How to implement MLPconv of Network in Network?

I did not see any pytorch implementation about this, so I want to give a try.

from the paper, it is said that, they apply a tiny MLP layer(or few layers) after the conv kernel. So this MLP layer is acting locally instead of globally, I saw some code just using conv2d with kernel size 1 attached to conv2d with kernel size 3, which is different from the original paper.

Because the convolution in CNN, before going to ReLU, is just a elementwise-multiplication with a sum action, so the MLPconv should be something like below:

# suppose we have a conv kernel K, which is 3x3 in size, and
# it is right about to do the element-wise multiplication with the image patch P, 
# which is also 3x3 in size(think about a 3x3 area of an image with NxM size). 
# Here I use * represents element-wise multiplication.

mlp1 = nn.Linear(9,9)
mlp2 = nn.Linear(9,1)
relu = F.relu()

# mlpconv action then is equal to a convolution action with 
# each of the step doing below calculation:
relu( mlp2( relu( mlp1( (P*K).view(-1) )))) 

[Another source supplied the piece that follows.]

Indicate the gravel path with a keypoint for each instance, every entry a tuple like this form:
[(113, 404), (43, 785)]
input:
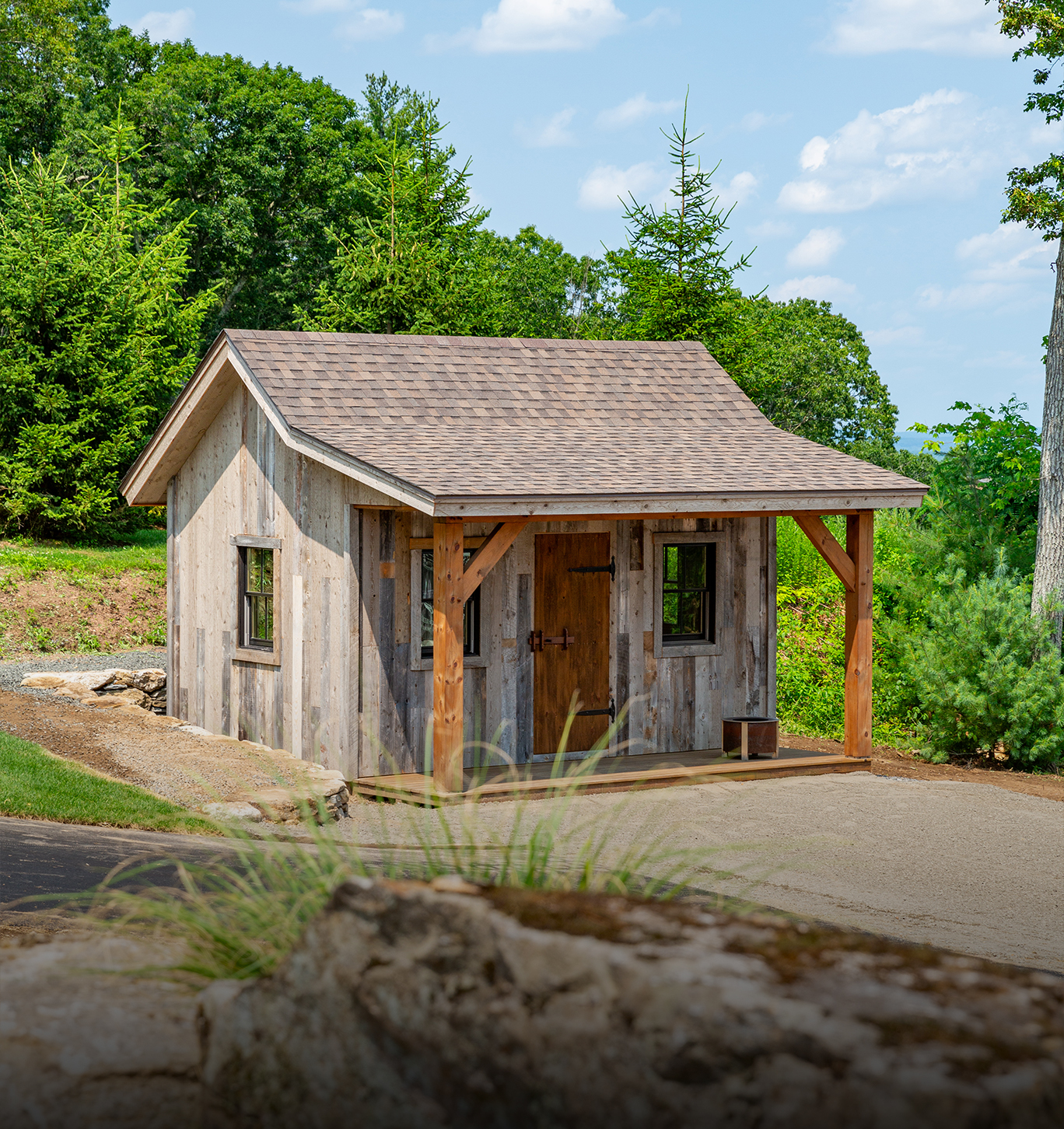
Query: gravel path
[(14, 671), (966, 866)]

but how to do this in pytorch???

I need some ideas and your help.

How would the input channels be treated?
Would the linear layer perform an operation such as:

# input patch
patch = torch.randn(in_channels, height, width).view(-1)
lin = nn.Linear(in_channels * height * width, 1)
out = lin(patch)

If so, then this would be equal to a conv layer without overlapping windows, no?

ok i implemented, with a sliding window…now they are updating…both mlp and conv2d

but it is really ugly…I still look forward your opnions